La sua curiosità intellettuale e conoscenza storica scavano sempre a fondo, sia quando si mette sulle tracce delle rogazioni che si snodavano per le antiche vie del paese di Tomo, sia quando, partendo da un sogno e da un dipinto inizia a ricercare la vecchia strada che metteva in collegamento Primiero e Feltre descritta nel l’affascinante libro La via di Schenèr (Marsilio editore). Ciò che smuove alla ricerca in cui si viene risucchiati è spesso anche un piccolo dettaglio insignificante: "è del resto certo che nel nostro animo vi siano cose racchiuse, dormienti, per risvegliare le quali basta un niente, una parola, una veduta, un suono, un odore, una brezza".
Melchiorre è un attento osservatore del quotidiano e dei luoghi, ma la sua sensibilità gli permette di cogliere anche le emozioni, il lato nascosto dell’apparenza e dello spazio in cui si vive; il suo talento gli consente magistralmente di far sposare immaginazione e finzione con la realtà, dando vita nei suoi scritti letterari ad un reale ampliato di senso, che si legge quasi come un romanzo filosofico o un’antica fiaba.
Così, accanto a tematiche ricorrenti quali il radicamento "che come un vischio mi tiene attaccato ai luoghi in cui vivo" e lo sradicamento, il senso del confine, la colpa e la vendetta, compaiono nei sui romanzi simboli premonitori come le cornacchie, antiche messaggere, e segnali da saper cogliere intorno a sé come presenze atte a sottolineare la continuità del presente col passato e la dipendenza dell’uomo dalla natura. Si racconta di codici antichi che ci parlano di intricate faide, di patti col diavolo, di vecchie e nuove “maschere della discordia” e di riscatto dal passato.
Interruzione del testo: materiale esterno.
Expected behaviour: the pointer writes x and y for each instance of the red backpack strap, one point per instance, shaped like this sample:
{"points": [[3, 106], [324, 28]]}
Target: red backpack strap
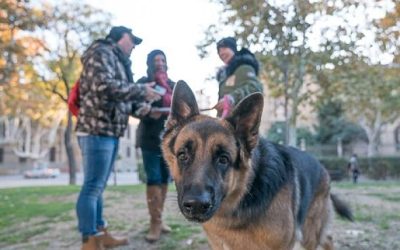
{"points": [[73, 99]]}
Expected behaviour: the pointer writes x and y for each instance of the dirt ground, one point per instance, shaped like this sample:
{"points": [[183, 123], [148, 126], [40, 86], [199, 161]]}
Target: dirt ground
{"points": [[377, 226]]}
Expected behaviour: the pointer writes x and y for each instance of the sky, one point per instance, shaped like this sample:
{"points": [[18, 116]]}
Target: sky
{"points": [[174, 26]]}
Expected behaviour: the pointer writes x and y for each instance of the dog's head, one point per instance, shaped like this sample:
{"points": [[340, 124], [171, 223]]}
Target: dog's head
{"points": [[209, 158]]}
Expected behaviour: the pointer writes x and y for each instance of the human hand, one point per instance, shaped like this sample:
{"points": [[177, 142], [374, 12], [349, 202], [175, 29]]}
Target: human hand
{"points": [[155, 113], [151, 94], [143, 109]]}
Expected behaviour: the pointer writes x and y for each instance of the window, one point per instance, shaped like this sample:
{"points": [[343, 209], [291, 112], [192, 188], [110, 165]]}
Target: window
{"points": [[52, 155], [128, 132], [1, 154]]}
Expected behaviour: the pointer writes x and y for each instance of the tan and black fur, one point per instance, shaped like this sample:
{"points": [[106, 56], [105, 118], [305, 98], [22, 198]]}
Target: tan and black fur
{"points": [[246, 192]]}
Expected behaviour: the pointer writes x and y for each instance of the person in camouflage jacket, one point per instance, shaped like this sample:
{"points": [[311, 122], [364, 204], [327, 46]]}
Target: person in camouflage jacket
{"points": [[106, 95], [237, 78]]}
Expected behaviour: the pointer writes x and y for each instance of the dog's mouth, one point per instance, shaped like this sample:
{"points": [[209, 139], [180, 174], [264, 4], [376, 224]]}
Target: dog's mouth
{"points": [[198, 208]]}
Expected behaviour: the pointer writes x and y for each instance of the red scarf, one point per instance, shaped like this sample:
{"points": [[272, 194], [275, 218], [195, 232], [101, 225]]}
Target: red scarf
{"points": [[161, 79]]}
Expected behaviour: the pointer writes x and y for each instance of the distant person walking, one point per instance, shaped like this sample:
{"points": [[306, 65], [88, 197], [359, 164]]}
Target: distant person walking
{"points": [[149, 140], [107, 93], [354, 168], [237, 78]]}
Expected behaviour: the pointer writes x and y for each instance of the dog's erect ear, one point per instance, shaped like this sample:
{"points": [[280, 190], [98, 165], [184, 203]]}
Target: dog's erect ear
{"points": [[246, 118], [184, 105]]}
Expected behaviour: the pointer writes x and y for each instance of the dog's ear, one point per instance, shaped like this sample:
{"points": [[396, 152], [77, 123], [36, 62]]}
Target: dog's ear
{"points": [[246, 118], [184, 105]]}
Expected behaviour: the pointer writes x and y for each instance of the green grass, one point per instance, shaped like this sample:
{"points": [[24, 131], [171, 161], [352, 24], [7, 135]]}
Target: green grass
{"points": [[43, 207], [366, 185], [20, 204], [393, 197]]}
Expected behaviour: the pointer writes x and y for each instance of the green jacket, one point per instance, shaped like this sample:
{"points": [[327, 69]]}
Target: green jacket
{"points": [[240, 77]]}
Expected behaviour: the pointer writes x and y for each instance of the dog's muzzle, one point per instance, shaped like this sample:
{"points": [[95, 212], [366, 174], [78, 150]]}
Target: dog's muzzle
{"points": [[197, 206]]}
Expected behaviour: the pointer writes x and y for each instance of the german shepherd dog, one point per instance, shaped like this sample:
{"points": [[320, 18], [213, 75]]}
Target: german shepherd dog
{"points": [[246, 192]]}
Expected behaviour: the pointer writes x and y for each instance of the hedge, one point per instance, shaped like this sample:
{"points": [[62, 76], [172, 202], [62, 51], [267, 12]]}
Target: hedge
{"points": [[376, 168]]}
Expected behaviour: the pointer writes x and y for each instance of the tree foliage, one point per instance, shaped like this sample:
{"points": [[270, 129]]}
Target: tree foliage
{"points": [[18, 21]]}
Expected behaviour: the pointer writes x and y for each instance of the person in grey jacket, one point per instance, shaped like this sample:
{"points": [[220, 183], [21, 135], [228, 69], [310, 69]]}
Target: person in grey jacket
{"points": [[107, 94]]}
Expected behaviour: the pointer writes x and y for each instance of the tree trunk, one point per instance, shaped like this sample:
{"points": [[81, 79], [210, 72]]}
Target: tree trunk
{"points": [[292, 131], [72, 165]]}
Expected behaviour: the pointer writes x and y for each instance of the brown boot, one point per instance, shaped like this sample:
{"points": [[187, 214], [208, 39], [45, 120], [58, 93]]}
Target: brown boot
{"points": [[164, 189], [92, 243], [109, 241], [153, 193]]}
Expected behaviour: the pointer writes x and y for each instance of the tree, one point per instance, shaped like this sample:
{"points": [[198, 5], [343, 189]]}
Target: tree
{"points": [[372, 95], [279, 32], [333, 125], [18, 20], [72, 27], [364, 79]]}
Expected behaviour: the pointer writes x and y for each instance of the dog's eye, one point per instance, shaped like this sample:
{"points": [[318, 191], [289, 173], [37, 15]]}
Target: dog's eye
{"points": [[182, 157], [223, 160]]}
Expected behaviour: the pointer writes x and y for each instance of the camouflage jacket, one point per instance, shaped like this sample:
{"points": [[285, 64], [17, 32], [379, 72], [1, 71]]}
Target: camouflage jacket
{"points": [[240, 77], [106, 90]]}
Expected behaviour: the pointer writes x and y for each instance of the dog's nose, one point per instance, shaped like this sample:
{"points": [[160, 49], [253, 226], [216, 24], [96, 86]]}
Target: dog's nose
{"points": [[197, 204]]}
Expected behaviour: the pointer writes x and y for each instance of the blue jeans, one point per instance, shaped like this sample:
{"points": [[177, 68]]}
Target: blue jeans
{"points": [[155, 167], [98, 155]]}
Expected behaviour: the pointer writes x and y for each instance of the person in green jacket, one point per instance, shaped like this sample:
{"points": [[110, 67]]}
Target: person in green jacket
{"points": [[237, 78]]}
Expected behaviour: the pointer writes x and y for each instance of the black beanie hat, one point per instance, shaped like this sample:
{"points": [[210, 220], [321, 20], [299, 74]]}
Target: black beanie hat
{"points": [[150, 60], [116, 33], [227, 42]]}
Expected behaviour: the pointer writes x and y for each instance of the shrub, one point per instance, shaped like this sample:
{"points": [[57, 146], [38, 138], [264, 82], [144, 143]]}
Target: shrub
{"points": [[376, 168]]}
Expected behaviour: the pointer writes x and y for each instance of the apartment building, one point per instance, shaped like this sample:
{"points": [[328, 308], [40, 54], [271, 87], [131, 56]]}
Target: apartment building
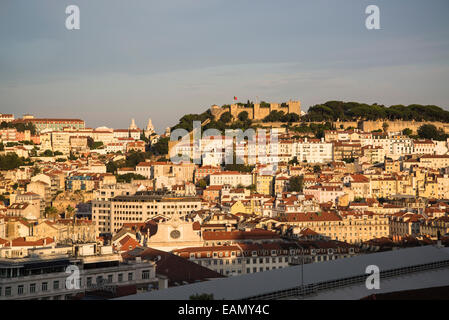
{"points": [[313, 151], [143, 206], [351, 227]]}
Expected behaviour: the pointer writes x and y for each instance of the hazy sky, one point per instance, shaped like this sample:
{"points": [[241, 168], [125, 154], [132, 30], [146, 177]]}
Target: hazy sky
{"points": [[162, 59]]}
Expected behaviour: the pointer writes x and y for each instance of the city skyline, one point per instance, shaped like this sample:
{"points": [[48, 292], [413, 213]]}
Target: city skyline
{"points": [[162, 61]]}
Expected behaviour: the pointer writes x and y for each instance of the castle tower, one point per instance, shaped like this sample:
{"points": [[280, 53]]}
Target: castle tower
{"points": [[294, 107], [149, 129], [133, 125]]}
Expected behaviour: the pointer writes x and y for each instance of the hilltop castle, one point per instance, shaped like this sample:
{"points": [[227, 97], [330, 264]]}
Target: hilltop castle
{"points": [[257, 111]]}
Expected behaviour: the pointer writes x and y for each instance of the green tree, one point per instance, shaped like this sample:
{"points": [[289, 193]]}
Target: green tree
{"points": [[69, 212]]}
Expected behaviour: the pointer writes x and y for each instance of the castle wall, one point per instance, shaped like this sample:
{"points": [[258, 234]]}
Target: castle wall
{"points": [[256, 112], [394, 126]]}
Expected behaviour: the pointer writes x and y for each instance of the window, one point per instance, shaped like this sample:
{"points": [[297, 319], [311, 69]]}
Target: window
{"points": [[20, 290], [146, 274]]}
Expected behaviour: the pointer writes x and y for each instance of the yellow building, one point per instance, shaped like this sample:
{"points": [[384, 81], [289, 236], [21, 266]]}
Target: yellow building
{"points": [[264, 184]]}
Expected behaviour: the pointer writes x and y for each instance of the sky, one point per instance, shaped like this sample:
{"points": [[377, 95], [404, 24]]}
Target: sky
{"points": [[162, 59]]}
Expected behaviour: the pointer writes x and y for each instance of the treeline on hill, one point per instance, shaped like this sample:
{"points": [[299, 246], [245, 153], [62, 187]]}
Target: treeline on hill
{"points": [[21, 127], [351, 111]]}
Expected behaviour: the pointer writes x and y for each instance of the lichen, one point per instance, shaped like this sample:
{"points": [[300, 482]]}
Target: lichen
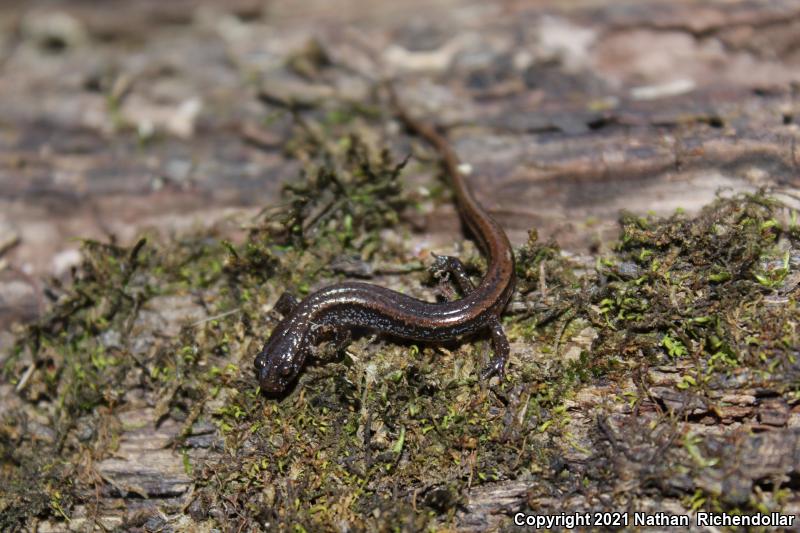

Melchiorre ci sembra essere sempre in cammino tra archivi e boschi, si guarda intorno, osserva, ascolta e annota, e noi rimaniamo ammaliati dalla profondità del suo sguardo e dalla sua lucidità che pare attraversare il tempo, non temendo le contaminazioni tra rigore scientifico e poesia, mentre l’indagine storica si mescola e si alimenta della leggerezza della chiacchiera e dell’incanto.